I like to write about culture and life, but my greatest interest is in how culture develops, and the things that impact the way societies change. For example, the impact of technology on our society has been a long running interest of mine. This subject makes for great journal entry material, and opens many doors for any style of writing be it axe grinding, pontificating, or just plain analyzing. To finish the point (I think there is one) I’d like to say that technology has made our society function more proficiently on many fronts, yet it’s also helped to make many of us into spoiled, dependent, lazy couch potatoes.
It’s not enough to merely gripe and moan about these things, and heaven knows my journals are filled with a whole lot of cynical observations and complaints, but how do we really take our thoughts to heart and change things? In reality the things we change are within us, and not necessarily in society. I suppose if enough people make positive changes within, it can have a positive effect upon a society. I use the journal to constantly analyze what it is I am really trying to find in this life. All in all I think what I’m after is a more simple life on as many fronts as I can name. I do not crave a one room log cabin in the Montana wilderness, but merely a life that is not so dependent on forms of technology that robs me of the opportunity and pleasure of my own creativity.

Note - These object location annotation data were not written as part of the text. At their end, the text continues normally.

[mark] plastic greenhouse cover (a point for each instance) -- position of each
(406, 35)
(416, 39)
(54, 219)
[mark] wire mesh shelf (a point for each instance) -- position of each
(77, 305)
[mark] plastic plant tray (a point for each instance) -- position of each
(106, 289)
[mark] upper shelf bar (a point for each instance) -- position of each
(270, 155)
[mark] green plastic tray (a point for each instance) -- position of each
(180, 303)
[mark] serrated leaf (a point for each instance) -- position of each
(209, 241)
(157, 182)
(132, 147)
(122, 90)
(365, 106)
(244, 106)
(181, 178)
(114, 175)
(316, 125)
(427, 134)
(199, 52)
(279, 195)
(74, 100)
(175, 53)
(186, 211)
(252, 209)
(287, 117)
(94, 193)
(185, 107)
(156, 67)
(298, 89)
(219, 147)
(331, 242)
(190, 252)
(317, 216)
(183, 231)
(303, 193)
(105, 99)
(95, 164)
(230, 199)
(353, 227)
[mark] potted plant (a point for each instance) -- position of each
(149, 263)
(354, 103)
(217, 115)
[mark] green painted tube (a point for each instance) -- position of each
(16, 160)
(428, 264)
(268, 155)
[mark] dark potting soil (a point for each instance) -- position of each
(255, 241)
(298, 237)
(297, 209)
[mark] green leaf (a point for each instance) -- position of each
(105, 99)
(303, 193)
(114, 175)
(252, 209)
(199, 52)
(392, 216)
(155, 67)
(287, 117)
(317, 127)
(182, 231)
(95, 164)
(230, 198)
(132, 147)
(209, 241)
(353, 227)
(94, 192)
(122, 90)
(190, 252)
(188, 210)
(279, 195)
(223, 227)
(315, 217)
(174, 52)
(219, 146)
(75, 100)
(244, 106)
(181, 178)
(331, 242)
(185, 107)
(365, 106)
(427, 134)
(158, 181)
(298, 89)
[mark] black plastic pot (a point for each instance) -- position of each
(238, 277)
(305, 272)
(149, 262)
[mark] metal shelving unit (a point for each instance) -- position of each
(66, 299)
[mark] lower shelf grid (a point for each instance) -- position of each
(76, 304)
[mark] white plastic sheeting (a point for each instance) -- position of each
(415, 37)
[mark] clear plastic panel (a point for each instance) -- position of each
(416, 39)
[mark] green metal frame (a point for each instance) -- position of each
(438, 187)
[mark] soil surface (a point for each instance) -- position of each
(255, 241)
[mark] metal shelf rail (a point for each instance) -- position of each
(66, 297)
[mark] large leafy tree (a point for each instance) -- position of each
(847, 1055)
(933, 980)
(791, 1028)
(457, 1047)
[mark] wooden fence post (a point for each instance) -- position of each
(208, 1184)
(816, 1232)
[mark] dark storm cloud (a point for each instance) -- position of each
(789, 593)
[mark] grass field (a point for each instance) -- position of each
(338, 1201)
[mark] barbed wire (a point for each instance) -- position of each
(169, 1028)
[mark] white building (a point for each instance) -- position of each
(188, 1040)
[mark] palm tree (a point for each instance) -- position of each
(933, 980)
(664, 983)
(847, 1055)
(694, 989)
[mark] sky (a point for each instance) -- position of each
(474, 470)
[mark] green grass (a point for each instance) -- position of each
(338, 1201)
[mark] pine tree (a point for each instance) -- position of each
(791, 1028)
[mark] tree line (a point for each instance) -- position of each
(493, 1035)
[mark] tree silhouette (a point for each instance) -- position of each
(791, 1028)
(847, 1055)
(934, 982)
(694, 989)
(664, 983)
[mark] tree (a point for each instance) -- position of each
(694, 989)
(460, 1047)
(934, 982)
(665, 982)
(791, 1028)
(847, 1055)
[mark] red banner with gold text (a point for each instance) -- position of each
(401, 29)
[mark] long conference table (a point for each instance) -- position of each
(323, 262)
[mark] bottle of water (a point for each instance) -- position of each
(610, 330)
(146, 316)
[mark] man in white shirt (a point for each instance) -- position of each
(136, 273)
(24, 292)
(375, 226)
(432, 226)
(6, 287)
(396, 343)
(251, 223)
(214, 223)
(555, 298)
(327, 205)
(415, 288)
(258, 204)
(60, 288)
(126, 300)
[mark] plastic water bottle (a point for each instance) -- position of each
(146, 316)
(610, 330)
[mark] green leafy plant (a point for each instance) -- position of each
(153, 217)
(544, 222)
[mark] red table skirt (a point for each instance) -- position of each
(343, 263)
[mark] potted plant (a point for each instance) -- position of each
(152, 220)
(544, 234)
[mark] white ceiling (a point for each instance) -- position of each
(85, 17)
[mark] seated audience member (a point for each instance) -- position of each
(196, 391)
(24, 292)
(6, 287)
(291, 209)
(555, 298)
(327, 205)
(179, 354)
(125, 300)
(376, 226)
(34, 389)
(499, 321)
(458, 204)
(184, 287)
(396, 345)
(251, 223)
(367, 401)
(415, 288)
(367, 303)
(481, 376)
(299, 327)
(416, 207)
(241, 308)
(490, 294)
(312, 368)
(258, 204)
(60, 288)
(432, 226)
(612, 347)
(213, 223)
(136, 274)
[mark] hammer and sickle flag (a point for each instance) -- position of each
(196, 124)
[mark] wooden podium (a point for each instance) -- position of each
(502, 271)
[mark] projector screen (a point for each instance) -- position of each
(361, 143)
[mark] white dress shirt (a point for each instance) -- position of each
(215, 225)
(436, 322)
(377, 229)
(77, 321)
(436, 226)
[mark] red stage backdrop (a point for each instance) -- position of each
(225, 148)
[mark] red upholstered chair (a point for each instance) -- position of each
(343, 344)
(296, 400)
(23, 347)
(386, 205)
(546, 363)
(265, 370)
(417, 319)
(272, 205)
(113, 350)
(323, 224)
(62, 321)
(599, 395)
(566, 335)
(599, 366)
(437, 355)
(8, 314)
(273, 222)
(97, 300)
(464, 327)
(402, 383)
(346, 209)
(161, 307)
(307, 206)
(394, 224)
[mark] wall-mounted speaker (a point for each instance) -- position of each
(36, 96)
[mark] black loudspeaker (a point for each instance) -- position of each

Journal Entry —- September 30, 2004 :
This afternoon Vonnie and I went hiking on the mountainside, and we came across an old cemetery with a number of headstones for slaves. As we walked from stone to stone reading the names, prayers, and dates, there was a strange silence (almost eerie) and somber feeling magnified even more by the intense silence between Vonnie and I. I could tell her little mind was reflecting on it all. Afterwards
we sat up on a rocky ridge looking down on the cemetery when out of nowhere two land surveyors with GPS equipment, laptop computers, and obnoxiously loud Nextel two way radios bellowing out a distorted , fuzzy voice, “Charley can you see the property line stake?” All I could think of was that I can’t even escape this intrusive technology in the most remote part of the mountains. No place is sacred anymore, and it seems as though the almighty god of technology finds its way into places only to remind us that post-modern life has been reduced to the click of a mouse and the push of a button. Like Zebra Mussels and black mold, technology seems to find a way into everything. God help us!